Haha I feel special, Geforce 5500 FTW


----------



## CrAsHnBuRnXp (Oct 29, 2007)

6800GS with unlocked pipes and shaders. Still being used today.

Also an FX5200.


----------



## CrAsHnBuRnXp (Oct 29, 2007)

AMD Athlon64 Specs:
PSU: Sunbeam 450 Watt (Came with Case)
Case: Sunbeam Transformer Full Tower (Black) w/ Blue LED's
Motherboard: Gigabyte GA-K8NSC-939 F8 BIOS
Processor: AMD Athlon64 3200+ @2.6GHz
Memory: OCZ 2GB Kit DDR400 PC3200 Gold Gamer eXtreme XTC Edition Dual Channel Memory @ 2-3-3-8
Hard Drive: 3 Maxtor Drives; 1x40GB, 1x30GB, 1x300GB SATA
Video Card: BFG nVidia GeForce 6800GS OC (412/1.12) w/ 16 pipes (unlocked)
Monitor: SAMSUNG 19 inch SyncMaster 930B
Sound Card: SoundBlaster Live! 24-bit
Speakers/Headphones: unknown/Phillips SBC HP250
Keyboard: Logitech Cordless EX110
Mouse: Logitech Cordless EX110
Mouse Surface: Mouse Pad
Operating System: Microsoft Windows XP Professional w/SP2

Benchmarking scores:

AMD Athlon 64 Benchmarks (without overclock)
3DMark01 - 4,899
3dMark03 - 1,096
3DMark05 - 239
Aquamark3 - 7,961

AMD Athlon 64 Benchmarks (with overclock)
3DMark01 - 17,723
3DMark03 - 12,487
3DMark05 - 5,562
3DMark06 - 1,913
Aquamark3 - 54,550


----------



## revin (Nov 28, 2007)

Widjaja said:


> Hmm I guess all the club needed was someone to post . . . .
> Well my AGP system pwns my mates PCI-E.

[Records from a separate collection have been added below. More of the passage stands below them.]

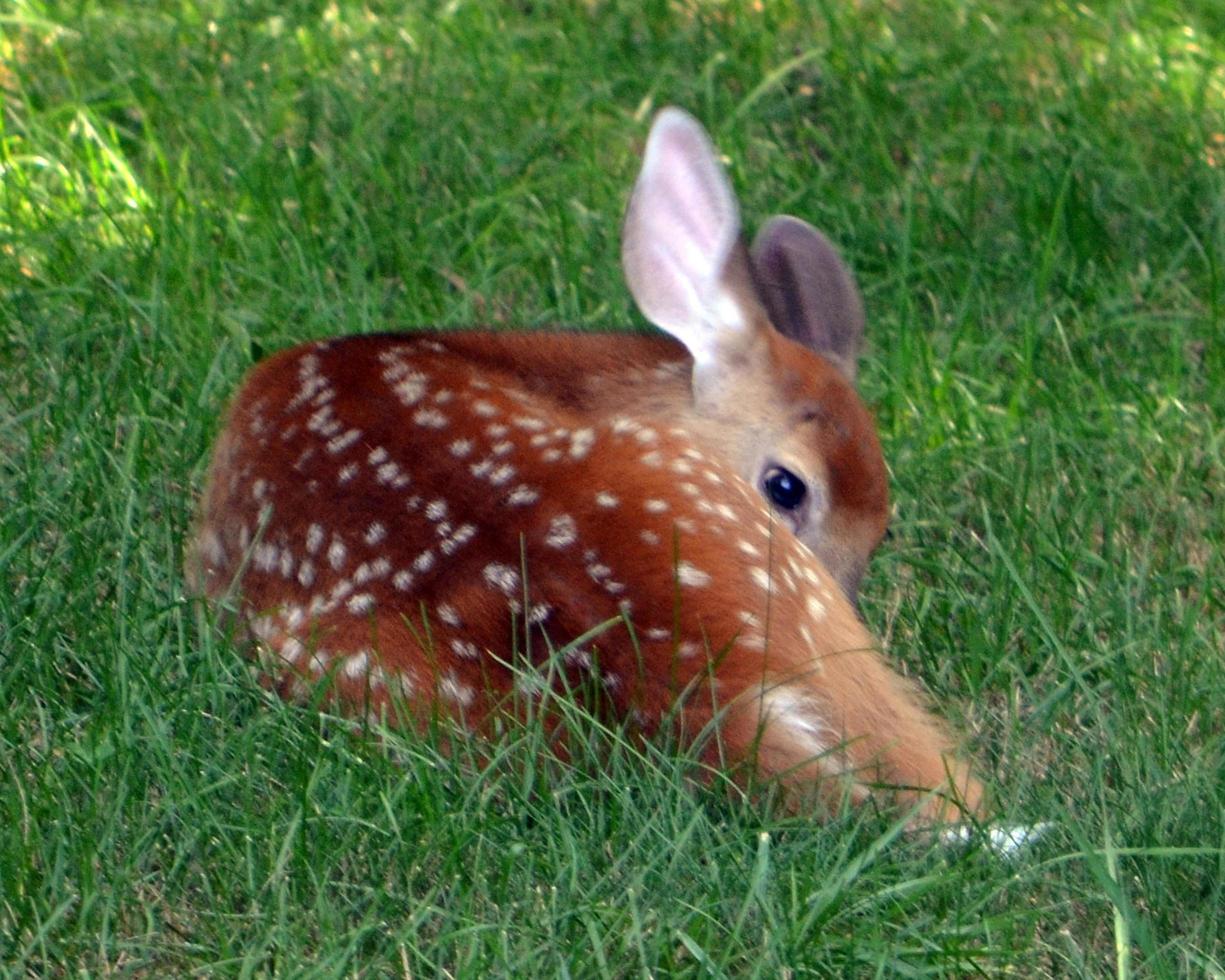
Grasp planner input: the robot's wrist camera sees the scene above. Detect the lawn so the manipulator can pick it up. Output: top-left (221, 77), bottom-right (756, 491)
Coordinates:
top-left (0, 0), bottom-right (1225, 978)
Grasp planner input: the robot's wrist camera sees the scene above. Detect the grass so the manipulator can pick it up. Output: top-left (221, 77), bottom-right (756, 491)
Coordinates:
top-left (0, 0), bottom-right (1225, 978)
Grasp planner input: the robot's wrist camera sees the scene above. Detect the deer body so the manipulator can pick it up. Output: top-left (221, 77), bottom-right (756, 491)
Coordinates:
top-left (189, 110), bottom-right (980, 820)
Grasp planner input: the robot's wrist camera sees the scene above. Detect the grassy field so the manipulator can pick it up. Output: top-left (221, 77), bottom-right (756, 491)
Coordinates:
top-left (0, 0), bottom-right (1225, 978)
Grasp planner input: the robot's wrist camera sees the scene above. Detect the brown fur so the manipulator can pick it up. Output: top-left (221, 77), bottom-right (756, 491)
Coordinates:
top-left (190, 332), bottom-right (980, 820)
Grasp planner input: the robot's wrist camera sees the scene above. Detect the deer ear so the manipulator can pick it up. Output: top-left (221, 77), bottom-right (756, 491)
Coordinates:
top-left (751, 214), bottom-right (864, 381)
top-left (621, 108), bottom-right (756, 369)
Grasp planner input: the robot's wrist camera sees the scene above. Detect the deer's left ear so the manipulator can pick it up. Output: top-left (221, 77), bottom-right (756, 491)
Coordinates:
top-left (752, 214), bottom-right (864, 381)
top-left (621, 108), bottom-right (763, 374)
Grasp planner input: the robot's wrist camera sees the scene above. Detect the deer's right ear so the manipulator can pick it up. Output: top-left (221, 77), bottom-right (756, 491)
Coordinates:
top-left (621, 108), bottom-right (756, 370)
top-left (752, 214), bottom-right (864, 381)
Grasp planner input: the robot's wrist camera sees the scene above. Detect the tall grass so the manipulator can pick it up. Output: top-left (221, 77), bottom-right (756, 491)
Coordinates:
top-left (0, 0), bottom-right (1225, 976)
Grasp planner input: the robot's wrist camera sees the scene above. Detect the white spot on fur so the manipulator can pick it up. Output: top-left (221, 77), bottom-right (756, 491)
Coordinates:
top-left (489, 463), bottom-right (515, 486)
top-left (439, 524), bottom-right (477, 555)
top-left (570, 429), bottom-right (595, 459)
top-left (364, 521), bottom-right (387, 546)
top-left (391, 568), bottom-right (413, 592)
top-left (544, 513), bottom-right (578, 548)
top-left (451, 639), bottom-right (480, 660)
top-left (413, 408), bottom-right (451, 429)
top-left (327, 535), bottom-right (349, 571)
top-left (762, 687), bottom-right (835, 757)
top-left (392, 371), bottom-right (429, 407)
top-left (481, 561), bottom-right (519, 595)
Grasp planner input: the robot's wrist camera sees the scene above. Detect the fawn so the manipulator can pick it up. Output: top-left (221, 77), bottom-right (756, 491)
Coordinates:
top-left (189, 109), bottom-right (981, 822)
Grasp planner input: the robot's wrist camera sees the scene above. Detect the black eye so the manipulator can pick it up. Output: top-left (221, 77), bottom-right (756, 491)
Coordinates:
top-left (762, 467), bottom-right (809, 511)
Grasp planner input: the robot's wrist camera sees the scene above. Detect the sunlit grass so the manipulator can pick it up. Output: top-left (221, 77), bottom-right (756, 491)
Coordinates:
top-left (0, 0), bottom-right (1225, 976)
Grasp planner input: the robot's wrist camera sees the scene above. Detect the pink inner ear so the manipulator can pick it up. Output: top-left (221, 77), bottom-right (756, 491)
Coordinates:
top-left (622, 109), bottom-right (739, 345)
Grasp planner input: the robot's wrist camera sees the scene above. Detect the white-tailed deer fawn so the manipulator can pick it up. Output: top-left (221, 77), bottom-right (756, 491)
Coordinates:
top-left (189, 109), bottom-right (980, 821)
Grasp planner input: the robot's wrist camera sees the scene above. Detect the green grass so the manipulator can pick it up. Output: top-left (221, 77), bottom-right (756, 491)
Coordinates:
top-left (0, 0), bottom-right (1225, 978)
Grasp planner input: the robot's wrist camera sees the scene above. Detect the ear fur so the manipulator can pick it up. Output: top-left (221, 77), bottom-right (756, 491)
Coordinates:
top-left (751, 214), bottom-right (864, 381)
top-left (621, 108), bottom-right (752, 368)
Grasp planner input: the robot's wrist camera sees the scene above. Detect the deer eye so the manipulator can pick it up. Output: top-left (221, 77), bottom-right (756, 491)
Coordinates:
top-left (762, 467), bottom-right (809, 511)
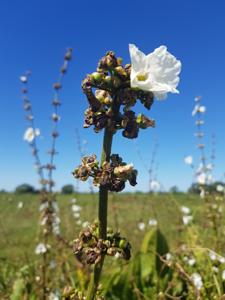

 I'm gonna hang in there with ya, but prolly after everyone else has long gone, i'll still be here  
BLISS 7800+ G71 [7900 in disguise] rare 500/1500 stock clock Not too shabby, and really has some fairly high AGP frame rates in '06, not to mention a TON of headroom for AA,AF and all the eye candy that can be tossed at it


----------



## FatForester (Nov 28, 2007)

AIW X800XT, 9600XT, and an nVidia Vanta LT 16mb. The X800XT and 9600XT are some great cards... but not in today's standards I guess.


----------



## 3991vhtes (Nov 30, 2007)

Anyone have any old AGP 2x cards laying around? my slot 1 build has a 2x port. and I only have 8x cards


----------



## CrAsHnBuRnXp (Nov 30, 2007)

3991vhtes said:


> Anyone have any old AGP 2x cards laying around? my slot 1 build has a 2x port. and I only have 8x cards



The 8x AGP card should run under spec.


----------



## spud107 (Nov 30, 2007)

theres a rage pro lying on my table. . .
edit -  hs removal reveals it to be a rage 128


----------



## hat (Nov 30, 2007)

No they *won't*. They are called AGP 4x/8x cards because they will work in either a 4x or 8x slot. 4x/8x card in a 2x slot = fail


----------



## vnL (Nov 30, 2007)

Hey i have a 9600XT agp which makes 54 fps in counter strike stress test under windows vista whit everything high and AA4x AF 16X, i cant be worse than that for a good gameplay, whats is best for me , buy a new rig now(amd), wait for next intel plataform or buy a new agp card and let agp live for me a litle longer.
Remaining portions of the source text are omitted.